Papillary RCC typically shows amphophilic or eosinophilic cytoplasm, but focal cytoplasmic clearing is not uncommon, particularly in type 1 papillary RCC . The main differential diagnoses are other tumors with clear cells and papillary or tubulopapillary architecture (see below for further discussion) .

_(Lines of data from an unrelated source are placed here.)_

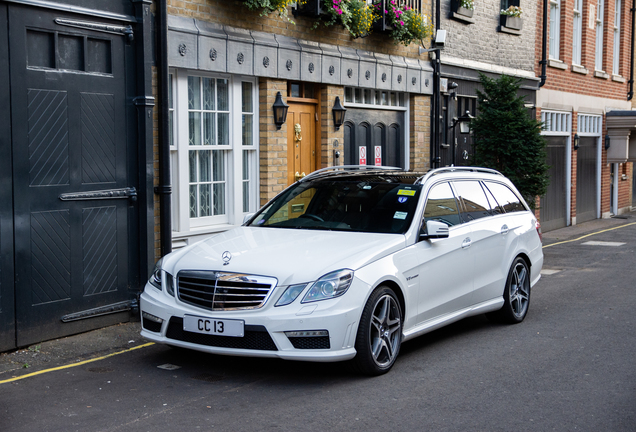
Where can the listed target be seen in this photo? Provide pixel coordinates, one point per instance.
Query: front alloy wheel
(380, 333)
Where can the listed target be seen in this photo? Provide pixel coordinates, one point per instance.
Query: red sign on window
(378, 156)
(363, 155)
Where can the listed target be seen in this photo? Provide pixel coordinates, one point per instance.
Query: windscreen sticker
(406, 192)
(400, 215)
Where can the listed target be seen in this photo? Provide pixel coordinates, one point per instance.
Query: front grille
(219, 291)
(316, 342)
(256, 337)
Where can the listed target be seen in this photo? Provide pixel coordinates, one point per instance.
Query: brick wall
(483, 42)
(273, 142)
(586, 83)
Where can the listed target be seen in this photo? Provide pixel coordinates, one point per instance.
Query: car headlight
(290, 294)
(155, 279)
(329, 286)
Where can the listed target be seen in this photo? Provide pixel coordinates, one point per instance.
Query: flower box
(515, 23)
(312, 8)
(458, 9)
(383, 23)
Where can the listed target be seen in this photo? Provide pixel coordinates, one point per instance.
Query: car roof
(396, 174)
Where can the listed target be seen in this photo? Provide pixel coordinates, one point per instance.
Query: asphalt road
(571, 365)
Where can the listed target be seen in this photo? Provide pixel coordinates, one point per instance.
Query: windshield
(364, 205)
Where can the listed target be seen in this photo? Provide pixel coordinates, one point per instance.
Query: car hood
(290, 255)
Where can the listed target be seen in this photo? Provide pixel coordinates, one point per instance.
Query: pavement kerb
(75, 364)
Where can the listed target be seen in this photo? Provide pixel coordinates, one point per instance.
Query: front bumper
(264, 328)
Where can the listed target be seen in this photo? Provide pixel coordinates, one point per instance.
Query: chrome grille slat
(218, 291)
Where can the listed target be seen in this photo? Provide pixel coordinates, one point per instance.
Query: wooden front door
(301, 140)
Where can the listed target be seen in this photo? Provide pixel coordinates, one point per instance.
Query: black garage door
(553, 203)
(374, 136)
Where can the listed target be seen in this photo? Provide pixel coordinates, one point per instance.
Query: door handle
(101, 194)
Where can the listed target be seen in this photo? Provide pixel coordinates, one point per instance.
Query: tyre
(379, 334)
(516, 294)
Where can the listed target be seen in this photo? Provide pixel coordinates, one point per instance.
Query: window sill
(579, 69)
(504, 29)
(462, 18)
(558, 64)
(601, 74)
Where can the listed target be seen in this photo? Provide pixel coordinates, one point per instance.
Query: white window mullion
(577, 33)
(598, 61)
(555, 28)
(617, 39)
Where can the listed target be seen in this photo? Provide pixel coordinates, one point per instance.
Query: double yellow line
(75, 364)
(587, 235)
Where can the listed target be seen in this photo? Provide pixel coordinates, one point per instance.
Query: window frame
(234, 153)
(555, 29)
(577, 32)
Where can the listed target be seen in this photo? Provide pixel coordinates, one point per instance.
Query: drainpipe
(544, 45)
(164, 190)
(630, 93)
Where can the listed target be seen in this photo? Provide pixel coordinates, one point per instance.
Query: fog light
(150, 317)
(307, 333)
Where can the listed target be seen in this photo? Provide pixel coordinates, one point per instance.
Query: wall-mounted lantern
(280, 111)
(338, 113)
(464, 122)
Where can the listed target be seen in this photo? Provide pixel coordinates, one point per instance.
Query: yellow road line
(75, 364)
(587, 235)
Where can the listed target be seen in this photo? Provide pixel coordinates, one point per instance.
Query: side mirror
(247, 217)
(435, 229)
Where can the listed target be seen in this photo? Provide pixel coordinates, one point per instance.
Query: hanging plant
(408, 26)
(355, 16)
(269, 6)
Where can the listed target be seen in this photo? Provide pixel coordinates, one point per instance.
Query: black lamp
(338, 113)
(464, 122)
(280, 111)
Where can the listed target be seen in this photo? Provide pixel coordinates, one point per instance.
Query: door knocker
(297, 131)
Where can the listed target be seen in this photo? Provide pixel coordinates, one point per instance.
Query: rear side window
(505, 197)
(474, 202)
(441, 205)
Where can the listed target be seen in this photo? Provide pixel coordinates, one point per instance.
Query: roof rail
(350, 167)
(437, 171)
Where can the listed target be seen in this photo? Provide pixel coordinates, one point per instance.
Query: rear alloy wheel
(380, 333)
(516, 294)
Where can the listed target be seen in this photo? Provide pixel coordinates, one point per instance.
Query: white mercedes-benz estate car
(348, 263)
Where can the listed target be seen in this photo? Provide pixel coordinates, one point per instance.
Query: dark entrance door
(378, 135)
(73, 173)
(586, 179)
(553, 203)
(7, 303)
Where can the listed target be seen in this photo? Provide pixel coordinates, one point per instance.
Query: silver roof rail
(437, 171)
(350, 167)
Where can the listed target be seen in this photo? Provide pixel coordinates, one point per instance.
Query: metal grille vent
(223, 291)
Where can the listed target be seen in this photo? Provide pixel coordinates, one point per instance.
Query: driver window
(441, 205)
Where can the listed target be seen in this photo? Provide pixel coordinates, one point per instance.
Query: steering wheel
(312, 217)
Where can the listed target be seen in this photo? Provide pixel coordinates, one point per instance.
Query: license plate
(221, 327)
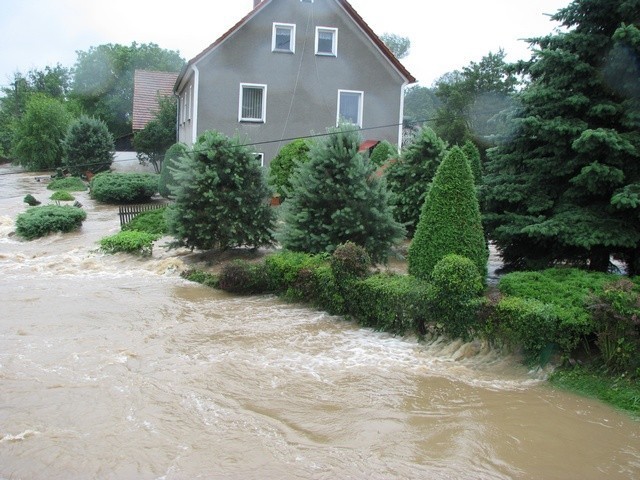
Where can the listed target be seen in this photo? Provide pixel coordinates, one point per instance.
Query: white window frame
(263, 117)
(334, 43)
(292, 37)
(360, 106)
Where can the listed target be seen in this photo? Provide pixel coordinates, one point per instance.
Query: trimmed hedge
(117, 188)
(390, 302)
(41, 221)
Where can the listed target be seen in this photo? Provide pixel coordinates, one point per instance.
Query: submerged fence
(128, 212)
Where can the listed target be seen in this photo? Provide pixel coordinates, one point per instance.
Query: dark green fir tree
(565, 185)
(409, 177)
(336, 197)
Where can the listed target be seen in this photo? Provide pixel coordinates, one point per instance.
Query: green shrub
(285, 162)
(242, 277)
(31, 200)
(70, 184)
(390, 302)
(88, 146)
(450, 222)
(527, 324)
(40, 221)
(151, 221)
(350, 262)
(140, 243)
(615, 312)
(454, 298)
(123, 187)
(221, 197)
(62, 196)
(283, 268)
(166, 182)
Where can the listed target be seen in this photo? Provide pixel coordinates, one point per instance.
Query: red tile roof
(148, 86)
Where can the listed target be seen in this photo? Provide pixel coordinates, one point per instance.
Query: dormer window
(327, 41)
(283, 38)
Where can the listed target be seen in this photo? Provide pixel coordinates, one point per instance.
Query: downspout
(401, 119)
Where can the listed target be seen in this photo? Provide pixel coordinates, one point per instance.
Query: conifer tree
(565, 186)
(409, 177)
(450, 221)
(336, 198)
(473, 155)
(221, 197)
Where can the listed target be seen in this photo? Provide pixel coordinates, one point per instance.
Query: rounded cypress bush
(88, 146)
(123, 187)
(166, 182)
(285, 162)
(450, 221)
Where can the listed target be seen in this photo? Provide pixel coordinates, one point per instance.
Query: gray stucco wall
(302, 88)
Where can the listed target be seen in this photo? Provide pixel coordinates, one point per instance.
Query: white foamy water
(113, 367)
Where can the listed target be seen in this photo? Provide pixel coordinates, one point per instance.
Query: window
(326, 41)
(283, 38)
(253, 103)
(350, 107)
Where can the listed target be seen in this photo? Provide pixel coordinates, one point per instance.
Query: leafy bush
(140, 243)
(409, 178)
(151, 221)
(616, 316)
(123, 187)
(389, 302)
(242, 277)
(31, 200)
(40, 221)
(454, 296)
(383, 152)
(285, 162)
(221, 198)
(62, 196)
(70, 184)
(450, 222)
(336, 198)
(88, 146)
(166, 182)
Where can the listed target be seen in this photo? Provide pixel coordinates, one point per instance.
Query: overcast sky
(445, 35)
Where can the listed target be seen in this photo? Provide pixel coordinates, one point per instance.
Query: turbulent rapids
(113, 367)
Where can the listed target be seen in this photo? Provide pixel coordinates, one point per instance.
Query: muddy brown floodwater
(113, 367)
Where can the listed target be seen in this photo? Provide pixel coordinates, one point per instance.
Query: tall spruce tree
(566, 185)
(450, 222)
(336, 197)
(220, 197)
(409, 177)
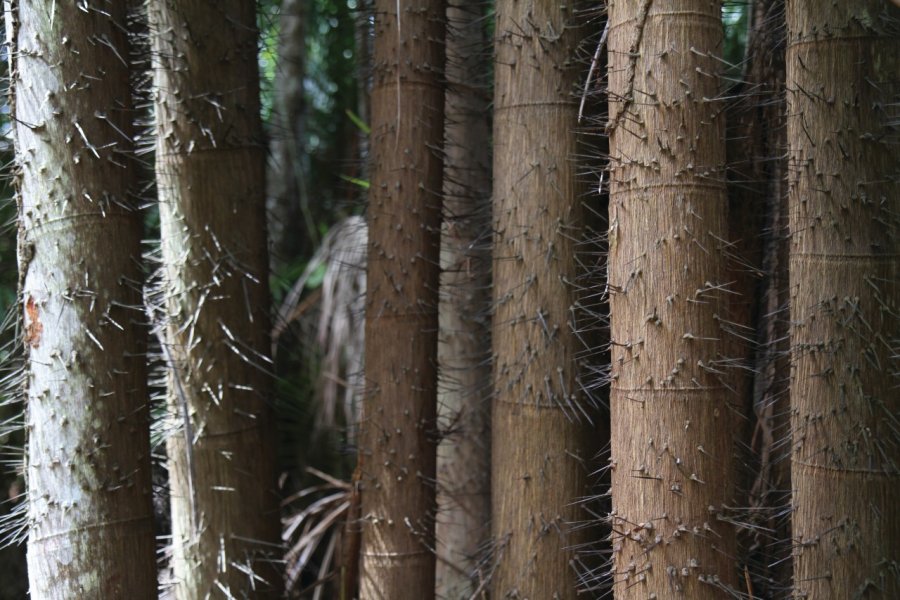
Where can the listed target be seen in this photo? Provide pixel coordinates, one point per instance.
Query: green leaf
(357, 120)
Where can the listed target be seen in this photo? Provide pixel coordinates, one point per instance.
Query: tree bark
(541, 439)
(464, 509)
(210, 166)
(672, 418)
(88, 450)
(399, 429)
(843, 82)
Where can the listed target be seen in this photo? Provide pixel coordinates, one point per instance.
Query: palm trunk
(672, 420)
(210, 173)
(843, 87)
(88, 468)
(399, 429)
(464, 508)
(541, 440)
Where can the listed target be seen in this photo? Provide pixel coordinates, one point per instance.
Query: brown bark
(88, 465)
(210, 173)
(464, 459)
(399, 429)
(541, 439)
(843, 83)
(672, 421)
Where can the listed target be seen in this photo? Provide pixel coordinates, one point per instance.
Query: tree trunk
(757, 163)
(399, 429)
(210, 166)
(843, 62)
(88, 466)
(671, 407)
(540, 434)
(464, 458)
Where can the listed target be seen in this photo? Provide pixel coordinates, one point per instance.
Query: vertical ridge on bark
(672, 419)
(541, 434)
(398, 434)
(463, 524)
(843, 83)
(88, 449)
(210, 165)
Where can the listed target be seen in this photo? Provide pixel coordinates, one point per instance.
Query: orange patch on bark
(33, 326)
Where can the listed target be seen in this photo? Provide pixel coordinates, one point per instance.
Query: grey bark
(88, 450)
(463, 523)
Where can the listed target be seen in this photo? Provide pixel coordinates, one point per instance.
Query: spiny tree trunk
(843, 82)
(671, 416)
(540, 435)
(210, 173)
(464, 348)
(399, 429)
(88, 471)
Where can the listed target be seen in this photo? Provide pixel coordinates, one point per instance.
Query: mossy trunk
(397, 449)
(672, 394)
(541, 439)
(843, 82)
(464, 459)
(88, 450)
(210, 167)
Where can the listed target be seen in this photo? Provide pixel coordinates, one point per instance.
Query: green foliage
(736, 19)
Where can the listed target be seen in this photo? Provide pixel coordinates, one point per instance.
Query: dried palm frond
(341, 262)
(316, 526)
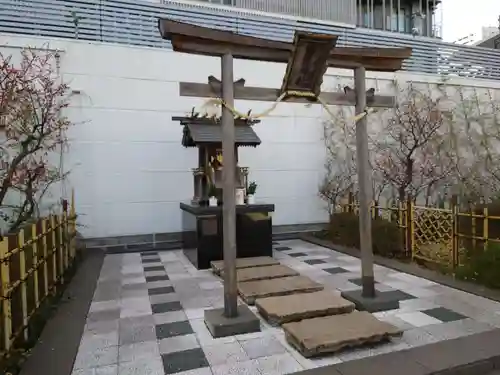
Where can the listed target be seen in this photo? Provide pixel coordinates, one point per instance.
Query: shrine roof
(204, 131)
(200, 40)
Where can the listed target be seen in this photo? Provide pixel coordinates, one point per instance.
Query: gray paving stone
(282, 363)
(101, 327)
(96, 357)
(459, 328)
(99, 340)
(178, 343)
(134, 293)
(163, 298)
(138, 351)
(169, 317)
(142, 367)
(167, 330)
(262, 347)
(96, 316)
(137, 321)
(132, 335)
(444, 314)
(104, 305)
(184, 361)
(228, 353)
(239, 368)
(418, 337)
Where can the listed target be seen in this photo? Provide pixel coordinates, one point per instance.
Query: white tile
(133, 268)
(418, 319)
(262, 347)
(209, 285)
(413, 280)
(104, 305)
(398, 284)
(96, 357)
(278, 364)
(96, 341)
(169, 317)
(178, 343)
(204, 336)
(228, 353)
(134, 280)
(103, 370)
(416, 304)
(421, 292)
(198, 371)
(138, 351)
(142, 367)
(195, 313)
(241, 368)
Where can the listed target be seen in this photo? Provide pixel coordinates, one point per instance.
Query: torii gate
(307, 59)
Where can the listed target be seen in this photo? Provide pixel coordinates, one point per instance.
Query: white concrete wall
(129, 169)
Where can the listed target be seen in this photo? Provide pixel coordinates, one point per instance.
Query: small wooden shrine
(205, 133)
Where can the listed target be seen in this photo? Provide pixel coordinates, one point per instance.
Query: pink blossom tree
(32, 131)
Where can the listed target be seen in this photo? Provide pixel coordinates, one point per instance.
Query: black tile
(162, 290)
(151, 260)
(358, 281)
(312, 262)
(335, 270)
(398, 295)
(167, 330)
(166, 307)
(184, 361)
(149, 253)
(444, 314)
(282, 248)
(150, 279)
(154, 268)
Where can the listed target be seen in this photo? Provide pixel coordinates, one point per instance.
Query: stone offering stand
(315, 321)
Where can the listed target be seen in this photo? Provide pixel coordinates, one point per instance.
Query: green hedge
(482, 267)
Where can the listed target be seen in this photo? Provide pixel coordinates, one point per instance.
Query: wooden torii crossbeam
(307, 59)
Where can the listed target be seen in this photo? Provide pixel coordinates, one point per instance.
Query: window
(399, 21)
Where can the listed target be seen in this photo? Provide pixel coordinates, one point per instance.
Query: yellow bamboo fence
(33, 266)
(433, 235)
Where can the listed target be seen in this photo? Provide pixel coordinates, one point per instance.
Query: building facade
(416, 17)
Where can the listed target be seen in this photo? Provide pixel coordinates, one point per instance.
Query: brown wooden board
(308, 62)
(203, 90)
(194, 39)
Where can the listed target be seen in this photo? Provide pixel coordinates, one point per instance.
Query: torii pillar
(307, 59)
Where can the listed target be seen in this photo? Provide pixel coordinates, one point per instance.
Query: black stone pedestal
(220, 326)
(203, 238)
(381, 302)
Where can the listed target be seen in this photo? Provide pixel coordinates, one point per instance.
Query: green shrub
(465, 227)
(482, 267)
(387, 237)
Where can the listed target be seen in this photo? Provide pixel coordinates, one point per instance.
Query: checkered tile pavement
(146, 317)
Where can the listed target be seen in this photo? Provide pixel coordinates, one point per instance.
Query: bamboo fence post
(410, 227)
(454, 231)
(485, 228)
(72, 214)
(34, 248)
(53, 252)
(22, 285)
(45, 254)
(5, 290)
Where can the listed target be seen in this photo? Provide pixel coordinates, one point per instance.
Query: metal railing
(135, 23)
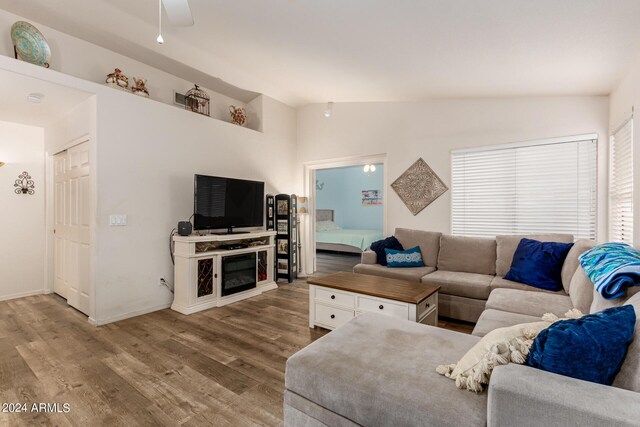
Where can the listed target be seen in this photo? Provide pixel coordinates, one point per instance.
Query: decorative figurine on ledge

MiTF family translocation-associated RCCs are defined by translocations involving MiTF/TFE family genes ( TFE3 or TFEB) and often demonstrate a wide range of histologic features. TFE3 translocation tumors often show abundant clear cytoplasm and high-grade nuclei and display papillary, alveolar, or solid growth. Admixed eosinophilic cells are also common. Psammoma bodies and cytoplasmic hyaline globules are frequently found. Some TFE3 translocation tumors can show lower nuclear grade and less cytoplasm. TFEB translocation tumors typically show biphasic morphology, comprising larger epithelioid cells and smaller cells clustered around basement membrane-like material. Both types of translocation tumors can show significant morphologic overlap with clear cell or other types of RCCs, and their diagnosis on core biopsy relies on immunohistochemical tests for TFE3/TFEB overexpression (Fig. 33.3) or fluorescence in situ hybridization (FISH) assays to confirm TFE3 or TFEB rearrangement. Cathepsin-K expression detected by immunohistochemistry has also been found to be a useful marker for TFEB tumors, TFE3 tumors with PRCC-TFE3 fusion, as well as alveolar soft part sarcomas [19]. FISH break-apart assays appear to have a higher sensitivity to detect TFE3/TFEB translocation than the TFE3/TFEB immunohistochemical staining and have revealed an expanding histologic spectrum for these tumors [20, 21].